Fit both the simpler (reduced) and more complex (full) models.
Compute the test statistic: $\Lambda = -2(\ell_{\text{reduced}} - \ell_{\text{full}})$ .
Under the null hypothesis (that the simpler model is adequate), $\Lambda$ follows a chi-square distribution with degrees of freedom equal to the difference in number of parameters.
If the p-value is small, the additional parameters in the full model provide a statistically significant improvement.

For over-dispersed models, use an F-test version that accounts for the scale parameter.

Akaike information criterion (AIC)

The AIC balances fit against complexity:

$\text{AIC} = -2\ell + 2p$

where $\ell$ is the maximized log-likelihood and $p$ is the number of estimated parameters. Lower AIC is better. The AIC penalizes model complexity, so it favors parsimonious models that still fit the data well. Unlike the LRT, AIC can compare non-nested models, making it a versatile selection tool. When comparing candidates, differences in AIC of less than about 2 suggest the models are roughly equivalent.

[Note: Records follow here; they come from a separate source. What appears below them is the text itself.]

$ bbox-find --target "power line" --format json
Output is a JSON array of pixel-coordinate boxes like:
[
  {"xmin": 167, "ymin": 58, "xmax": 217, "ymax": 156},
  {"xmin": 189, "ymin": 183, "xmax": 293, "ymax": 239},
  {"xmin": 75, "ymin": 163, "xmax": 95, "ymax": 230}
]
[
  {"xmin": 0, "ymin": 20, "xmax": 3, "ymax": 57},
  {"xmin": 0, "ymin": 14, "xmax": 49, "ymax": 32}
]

Advantages of GLMs for reserving

Flexibility in modeling

GLMs accommodate different response distributions, so you can use a Poisson GLM for claim counts and a Gamma GLM for average claim amounts within the same reserving framework. The choice of link function adds further flexibility. You can also include any combination of categorical and continuous predictors, along with interactions.

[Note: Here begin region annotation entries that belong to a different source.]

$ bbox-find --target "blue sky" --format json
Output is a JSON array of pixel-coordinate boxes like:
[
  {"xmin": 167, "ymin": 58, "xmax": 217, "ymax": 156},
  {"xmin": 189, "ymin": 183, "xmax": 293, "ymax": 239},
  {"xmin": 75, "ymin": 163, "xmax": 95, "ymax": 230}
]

Incorporation of external factors

Traditional methods like chain-ladder treat the run-off triangle in isolation. GLMs let you bring in external information as additional predictors: regulatory changes, inflation indices, shifts in claims handling procedures, or economic indicators. This can improve reserve accuracy when the claims environment is changing.

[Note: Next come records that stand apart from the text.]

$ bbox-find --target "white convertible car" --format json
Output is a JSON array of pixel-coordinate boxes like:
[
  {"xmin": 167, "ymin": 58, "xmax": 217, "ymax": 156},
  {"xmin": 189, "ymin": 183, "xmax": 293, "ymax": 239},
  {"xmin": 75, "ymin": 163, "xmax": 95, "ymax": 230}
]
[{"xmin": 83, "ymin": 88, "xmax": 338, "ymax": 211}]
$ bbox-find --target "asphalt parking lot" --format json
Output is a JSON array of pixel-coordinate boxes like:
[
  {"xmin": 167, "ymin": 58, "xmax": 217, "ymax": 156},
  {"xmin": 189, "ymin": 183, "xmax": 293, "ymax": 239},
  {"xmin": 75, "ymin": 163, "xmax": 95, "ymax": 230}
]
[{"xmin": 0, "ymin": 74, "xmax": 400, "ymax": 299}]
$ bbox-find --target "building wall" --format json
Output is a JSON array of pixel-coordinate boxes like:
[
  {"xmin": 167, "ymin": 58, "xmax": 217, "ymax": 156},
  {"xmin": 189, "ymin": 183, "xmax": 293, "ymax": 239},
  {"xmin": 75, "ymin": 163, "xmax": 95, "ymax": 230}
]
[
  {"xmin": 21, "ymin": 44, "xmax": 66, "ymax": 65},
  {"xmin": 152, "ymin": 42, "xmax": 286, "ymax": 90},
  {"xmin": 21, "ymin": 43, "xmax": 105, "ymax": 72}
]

Ability to quantify uncertainty

GLMs produce standard errors for all parameter estimates, which you can use to build confidence intervals around predicted reserves. For a fuller picture of reserve variability, you can apply bootstrapping or simulation:

Resample residuals or simulate new data from the fitted model.
Refit the GLM to each resampled dataset.
Generate a distribution of reserve estimates.

This gives you percentiles and tail measures that are valuable for risk management and regulatory reporting.

Limitations and considerations

Appropriateness of distributional assumptions

The entire GLM framework rests on your choice of distribution and link function. If these are wrong, parameter estimates can be biased and predictions unreliable. For example, using a Poisson distribution for claim amounts (which are continuous and can take any positive value) would be a fundamental misspecification. Always use diagnostic tools to verify your assumptions after fitting.

Sensitivity to outliers

A single unusually large claim can pull coefficient estimates substantially, leading to over- or under-estimation of reserves. Diagnostic tools like Cook's distance help identify these cases. Possible remedies include robust estimation methods, capping extreme values, or fitting separate models for large and attritional claims.

Computational complexity

As you add more predictors, interaction terms, and observations, fitting time increases. The iterative nature of IRLS means each additional parameter adds to every iteration's computation. For large-scale reserving problems with many accident periods, development periods, and interactions, you may need efficient implementations using sparse matrix algebra or parallel processing. That said, for most practical reserving applications, modern computing power handles GLMs without difficulty.